And we danced!
Each with our signature moves, made sillier under the hulking weight of our packs. The dance was short-lived; we knew to conserve energy. This was day three with more elevation and mileage than our map (and map reader — me) led us to believe.
Despite the brevity of our shimmies, it was a joyful moment. A small triumph.
We — three moms and four daughters — had just negotiated our way through four-plus hours of bushwhacking. And yes, we did it on purpose.
We knew where we wanted to go, a trail hidden in deep woods, sometimes hugging the Middle Fork of the Pasayten River, and 1,400 feet lower than our starting point on a ridgeline trail.

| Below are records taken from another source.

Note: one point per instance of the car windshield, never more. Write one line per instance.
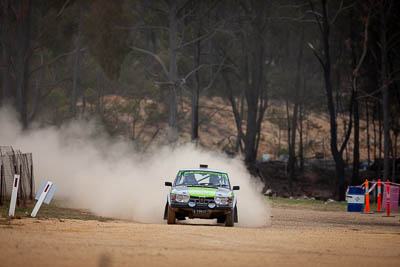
(202, 178)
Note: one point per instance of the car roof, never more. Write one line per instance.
(203, 169)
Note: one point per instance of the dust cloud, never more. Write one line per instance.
(95, 172)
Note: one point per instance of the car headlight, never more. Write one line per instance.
(223, 200)
(180, 198)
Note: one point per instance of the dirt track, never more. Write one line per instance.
(295, 238)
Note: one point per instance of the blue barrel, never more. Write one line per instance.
(355, 199)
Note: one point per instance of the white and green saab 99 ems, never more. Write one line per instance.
(201, 193)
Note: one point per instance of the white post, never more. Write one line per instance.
(41, 199)
(14, 194)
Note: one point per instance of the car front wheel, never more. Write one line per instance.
(171, 219)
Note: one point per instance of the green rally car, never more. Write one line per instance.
(201, 193)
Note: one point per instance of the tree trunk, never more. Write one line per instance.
(292, 147)
(22, 60)
(75, 74)
(172, 73)
(368, 141)
(385, 91)
(356, 134)
(5, 25)
(326, 64)
(196, 87)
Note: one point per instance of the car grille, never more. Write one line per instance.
(202, 200)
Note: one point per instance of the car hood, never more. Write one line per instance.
(203, 191)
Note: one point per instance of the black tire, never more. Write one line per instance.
(229, 219)
(171, 218)
(221, 219)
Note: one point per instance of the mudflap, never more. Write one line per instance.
(235, 215)
(166, 211)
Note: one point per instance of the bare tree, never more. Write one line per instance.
(325, 61)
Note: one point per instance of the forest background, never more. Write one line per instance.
(295, 80)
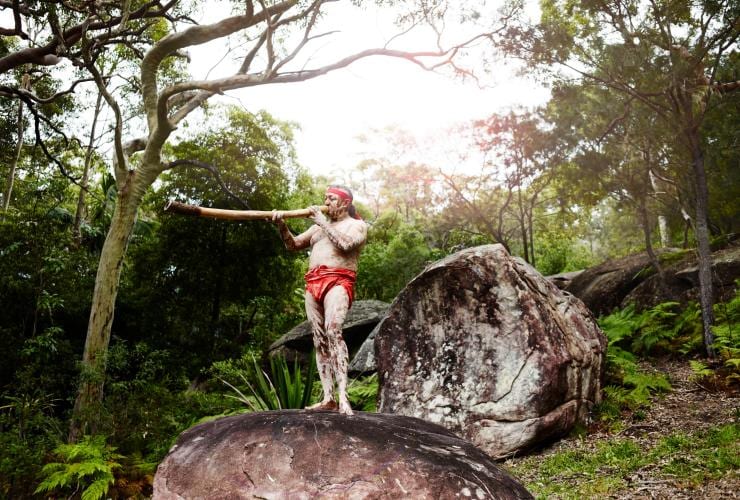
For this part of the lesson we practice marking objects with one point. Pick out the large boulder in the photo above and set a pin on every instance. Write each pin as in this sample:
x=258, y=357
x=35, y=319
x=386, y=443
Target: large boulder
x=682, y=280
x=298, y=455
x=482, y=344
x=602, y=288
x=362, y=317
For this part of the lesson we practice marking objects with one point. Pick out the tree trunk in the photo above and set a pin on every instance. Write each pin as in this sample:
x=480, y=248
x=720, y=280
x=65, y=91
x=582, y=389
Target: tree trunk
x=706, y=292
x=87, y=407
x=79, y=213
x=645, y=222
x=665, y=237
x=16, y=159
x=523, y=225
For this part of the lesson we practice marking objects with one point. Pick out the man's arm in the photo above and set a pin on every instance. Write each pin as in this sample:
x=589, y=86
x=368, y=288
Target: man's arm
x=292, y=242
x=347, y=240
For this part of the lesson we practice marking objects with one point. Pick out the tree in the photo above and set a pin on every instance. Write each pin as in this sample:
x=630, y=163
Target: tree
x=520, y=157
x=139, y=162
x=663, y=54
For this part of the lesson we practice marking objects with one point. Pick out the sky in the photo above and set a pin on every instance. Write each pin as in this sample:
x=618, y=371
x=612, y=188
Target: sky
x=374, y=93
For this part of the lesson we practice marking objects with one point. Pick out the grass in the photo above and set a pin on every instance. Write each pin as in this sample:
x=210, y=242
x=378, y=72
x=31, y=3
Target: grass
x=686, y=459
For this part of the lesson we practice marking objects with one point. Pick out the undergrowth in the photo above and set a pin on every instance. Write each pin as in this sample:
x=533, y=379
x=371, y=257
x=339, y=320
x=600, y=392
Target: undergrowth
x=686, y=458
x=665, y=329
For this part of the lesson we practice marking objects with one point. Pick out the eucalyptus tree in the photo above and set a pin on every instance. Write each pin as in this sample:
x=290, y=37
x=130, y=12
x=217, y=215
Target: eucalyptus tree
x=519, y=159
x=619, y=149
x=269, y=55
x=664, y=54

After the first off-trail steps, there was no looking back.
I had done my share of cross-country travel, developing a modicum of comfort with terrain features and map, using them to guide my directional instincts.
But the rest of the group had less experience. I wanted to shower confidence on moms Allison Gunter and Teara Dillon, teens Teyva, Taye and my daughter Alice, and Taye’s younger sister Eve about our chosen course.
However, three and a half hours in, as the number of downed logs multiplied and Taye received three swift wasp stings, the unspoken doubts had grown.
The whole trip, four days, ebbed and flowed in this way.
We began as a giddy carload driving past Mazama on a long dirt road to the Slate Peak trailhead.
The car ride passed quickly with catch up; although we live within three miles of one another, we hadn’t done a trip together for seven years, as our lives and those of our children diverged, though only a stone’s throw apart.